Electronic sign at Washington Blvd and Route 50 (photo courtesy @CruiseInDeCarr)An electronic sign the Arlington County Police Department stationed at Washington Boulevard and Route 50 is raising some eyebrows. Not because the message it displays is risqué, but rather because it seems so obvious.

The sign has been programmed to display the phrase “don’t hit the car in front of you.” The message has drawn national media attention, with the likes of Fox News and The Blaze picking up the story.

Earlier this month, @CruiseInDeCarr tweeted a photo of the sign to ARLnow.com, adding: “You wouldn’t think we’d need a sign for this.” While that may be the logical assumption, it appears drivers haven’t heeded the obvious advice, considering that intersection came in as the top area for motor vehicle accidents in Arlington during the second quarter of 2013. During that time period, police responded to 11 accidents at the site, nearly all of them rear-end collisions.

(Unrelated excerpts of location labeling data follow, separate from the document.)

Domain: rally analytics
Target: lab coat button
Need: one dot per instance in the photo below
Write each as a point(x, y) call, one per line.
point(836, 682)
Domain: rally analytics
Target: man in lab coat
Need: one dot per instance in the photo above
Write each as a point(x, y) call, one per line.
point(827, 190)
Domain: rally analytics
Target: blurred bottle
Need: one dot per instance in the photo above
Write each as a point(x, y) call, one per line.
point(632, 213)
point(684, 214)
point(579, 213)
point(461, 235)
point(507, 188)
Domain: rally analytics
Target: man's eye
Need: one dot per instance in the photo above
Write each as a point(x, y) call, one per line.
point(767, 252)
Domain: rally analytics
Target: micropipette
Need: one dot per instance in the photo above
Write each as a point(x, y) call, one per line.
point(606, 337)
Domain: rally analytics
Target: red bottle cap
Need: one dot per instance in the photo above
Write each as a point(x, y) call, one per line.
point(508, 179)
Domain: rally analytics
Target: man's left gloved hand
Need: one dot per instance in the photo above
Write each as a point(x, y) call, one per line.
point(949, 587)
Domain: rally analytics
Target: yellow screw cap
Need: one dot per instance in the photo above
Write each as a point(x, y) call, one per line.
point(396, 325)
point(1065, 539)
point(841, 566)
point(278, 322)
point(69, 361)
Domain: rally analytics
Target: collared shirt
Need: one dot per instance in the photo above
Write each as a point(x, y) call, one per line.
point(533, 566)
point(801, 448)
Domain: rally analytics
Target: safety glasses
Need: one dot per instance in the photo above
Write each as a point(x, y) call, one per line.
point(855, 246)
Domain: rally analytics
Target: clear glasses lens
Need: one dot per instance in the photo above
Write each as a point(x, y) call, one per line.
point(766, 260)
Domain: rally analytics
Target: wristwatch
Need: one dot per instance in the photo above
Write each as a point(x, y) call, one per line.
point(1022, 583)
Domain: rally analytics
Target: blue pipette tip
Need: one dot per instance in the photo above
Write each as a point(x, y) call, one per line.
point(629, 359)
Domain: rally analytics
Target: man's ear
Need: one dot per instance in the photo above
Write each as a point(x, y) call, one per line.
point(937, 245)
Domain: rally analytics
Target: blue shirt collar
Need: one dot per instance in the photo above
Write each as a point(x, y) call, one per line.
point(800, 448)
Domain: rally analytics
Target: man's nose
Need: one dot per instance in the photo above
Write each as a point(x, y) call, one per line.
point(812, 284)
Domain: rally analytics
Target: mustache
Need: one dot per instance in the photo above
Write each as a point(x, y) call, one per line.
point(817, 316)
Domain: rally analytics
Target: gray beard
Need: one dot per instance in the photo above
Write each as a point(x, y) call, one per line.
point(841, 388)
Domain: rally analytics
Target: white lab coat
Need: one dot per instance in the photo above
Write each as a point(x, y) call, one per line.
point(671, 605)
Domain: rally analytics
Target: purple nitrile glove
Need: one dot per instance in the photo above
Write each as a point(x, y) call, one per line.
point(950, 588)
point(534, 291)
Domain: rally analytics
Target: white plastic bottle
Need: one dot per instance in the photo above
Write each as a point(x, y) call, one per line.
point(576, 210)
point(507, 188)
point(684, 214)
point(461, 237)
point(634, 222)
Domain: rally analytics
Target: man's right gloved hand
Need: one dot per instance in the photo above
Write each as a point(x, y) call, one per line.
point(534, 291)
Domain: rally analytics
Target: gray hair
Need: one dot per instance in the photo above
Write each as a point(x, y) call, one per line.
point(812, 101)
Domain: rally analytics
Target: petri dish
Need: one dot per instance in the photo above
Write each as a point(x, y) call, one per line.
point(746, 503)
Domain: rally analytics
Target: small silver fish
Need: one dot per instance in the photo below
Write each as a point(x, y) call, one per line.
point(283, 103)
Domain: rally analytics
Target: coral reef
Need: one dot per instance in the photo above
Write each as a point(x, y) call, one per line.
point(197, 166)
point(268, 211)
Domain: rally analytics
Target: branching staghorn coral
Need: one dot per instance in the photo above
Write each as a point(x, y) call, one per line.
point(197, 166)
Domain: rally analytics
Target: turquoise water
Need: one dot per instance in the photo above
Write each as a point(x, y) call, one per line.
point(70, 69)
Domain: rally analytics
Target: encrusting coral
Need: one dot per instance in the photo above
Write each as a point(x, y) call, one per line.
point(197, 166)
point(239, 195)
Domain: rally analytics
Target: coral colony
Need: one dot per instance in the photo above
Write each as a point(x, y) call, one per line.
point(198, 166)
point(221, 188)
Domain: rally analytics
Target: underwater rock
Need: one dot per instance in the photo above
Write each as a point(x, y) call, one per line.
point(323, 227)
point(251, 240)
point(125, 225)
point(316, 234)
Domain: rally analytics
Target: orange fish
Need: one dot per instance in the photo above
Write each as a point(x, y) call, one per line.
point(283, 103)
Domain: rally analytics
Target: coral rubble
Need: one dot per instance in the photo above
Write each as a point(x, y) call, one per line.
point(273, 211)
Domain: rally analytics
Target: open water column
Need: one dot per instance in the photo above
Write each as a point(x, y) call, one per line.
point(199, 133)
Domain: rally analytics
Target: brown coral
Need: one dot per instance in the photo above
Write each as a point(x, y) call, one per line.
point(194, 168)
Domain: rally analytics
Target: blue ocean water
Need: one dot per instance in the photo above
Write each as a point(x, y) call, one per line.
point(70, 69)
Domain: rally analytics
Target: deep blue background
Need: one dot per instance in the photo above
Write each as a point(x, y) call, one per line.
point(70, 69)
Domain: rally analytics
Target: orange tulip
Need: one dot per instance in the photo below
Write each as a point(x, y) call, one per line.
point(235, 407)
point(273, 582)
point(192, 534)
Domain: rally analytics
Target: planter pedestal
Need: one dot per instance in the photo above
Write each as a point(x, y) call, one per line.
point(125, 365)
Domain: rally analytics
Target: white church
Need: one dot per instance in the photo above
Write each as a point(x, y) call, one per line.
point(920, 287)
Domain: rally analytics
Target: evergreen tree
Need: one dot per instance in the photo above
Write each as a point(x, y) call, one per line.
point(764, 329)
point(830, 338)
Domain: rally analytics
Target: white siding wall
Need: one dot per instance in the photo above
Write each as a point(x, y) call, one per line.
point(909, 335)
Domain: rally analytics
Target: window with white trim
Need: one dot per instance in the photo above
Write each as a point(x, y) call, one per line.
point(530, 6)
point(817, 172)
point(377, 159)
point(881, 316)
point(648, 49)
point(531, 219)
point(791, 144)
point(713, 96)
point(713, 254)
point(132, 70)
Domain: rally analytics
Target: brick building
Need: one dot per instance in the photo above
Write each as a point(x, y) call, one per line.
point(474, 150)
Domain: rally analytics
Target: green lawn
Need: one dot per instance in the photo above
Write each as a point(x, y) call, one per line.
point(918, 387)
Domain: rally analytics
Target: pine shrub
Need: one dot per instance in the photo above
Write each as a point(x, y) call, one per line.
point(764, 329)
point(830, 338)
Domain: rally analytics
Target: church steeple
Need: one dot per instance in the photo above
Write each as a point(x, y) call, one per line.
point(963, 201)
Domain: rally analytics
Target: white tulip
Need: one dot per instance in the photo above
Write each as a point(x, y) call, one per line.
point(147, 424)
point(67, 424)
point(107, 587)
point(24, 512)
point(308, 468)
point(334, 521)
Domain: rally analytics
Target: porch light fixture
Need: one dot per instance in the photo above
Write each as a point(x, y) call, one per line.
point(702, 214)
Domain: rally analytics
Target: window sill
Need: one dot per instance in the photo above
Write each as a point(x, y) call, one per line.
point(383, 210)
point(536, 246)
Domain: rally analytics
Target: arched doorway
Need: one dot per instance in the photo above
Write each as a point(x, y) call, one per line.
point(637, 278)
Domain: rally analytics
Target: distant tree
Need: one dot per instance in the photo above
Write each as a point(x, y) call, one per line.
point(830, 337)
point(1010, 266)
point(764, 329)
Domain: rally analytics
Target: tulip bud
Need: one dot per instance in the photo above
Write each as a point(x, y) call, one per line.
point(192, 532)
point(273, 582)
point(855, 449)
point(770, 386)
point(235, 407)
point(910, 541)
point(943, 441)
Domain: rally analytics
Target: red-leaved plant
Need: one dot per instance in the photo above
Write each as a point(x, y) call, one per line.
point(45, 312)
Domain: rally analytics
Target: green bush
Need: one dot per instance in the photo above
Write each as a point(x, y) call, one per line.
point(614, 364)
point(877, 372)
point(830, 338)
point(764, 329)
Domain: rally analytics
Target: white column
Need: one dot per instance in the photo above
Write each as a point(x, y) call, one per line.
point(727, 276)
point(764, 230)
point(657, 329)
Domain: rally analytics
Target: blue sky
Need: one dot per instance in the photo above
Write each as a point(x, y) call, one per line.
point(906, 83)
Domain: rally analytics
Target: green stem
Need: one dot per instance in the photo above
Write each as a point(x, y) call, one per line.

The ACPD believes the sign has caught drivers’ attention due to the simplicity of the wording.

“The current message was an attempt to simplify the message to reduce the amount of accidents as much as possible,” said ACPD spokesman Dustin Sternbeck. “It’s intended to have a positive effect in terms of reducing the number of accidents because that site has been identified as a top accident location in Arlington. As long as people are paying attention, it [the sign] may affect their driving behavior.”

The sign is one of four the ACPD purchased from 2004-2006. It cost around $16,000, with about half of the cost being covered by grant money from the Virginia Department of Motor Vehicles. All the messages displayed on the boards rotate and are changed after two months. Previous messages included “high accident area ahead”, “no merge area”, “safety is no accident” and “maintain safe following distance.”

The signs are mounted on trailers that can be moved around the county to warn drivers of construction zones, inform them of traffic safety campaigns or alert them to special events. The ACPD says the signs operate on deep cycle 12 volt batteries and the necessary maintenance is minimal.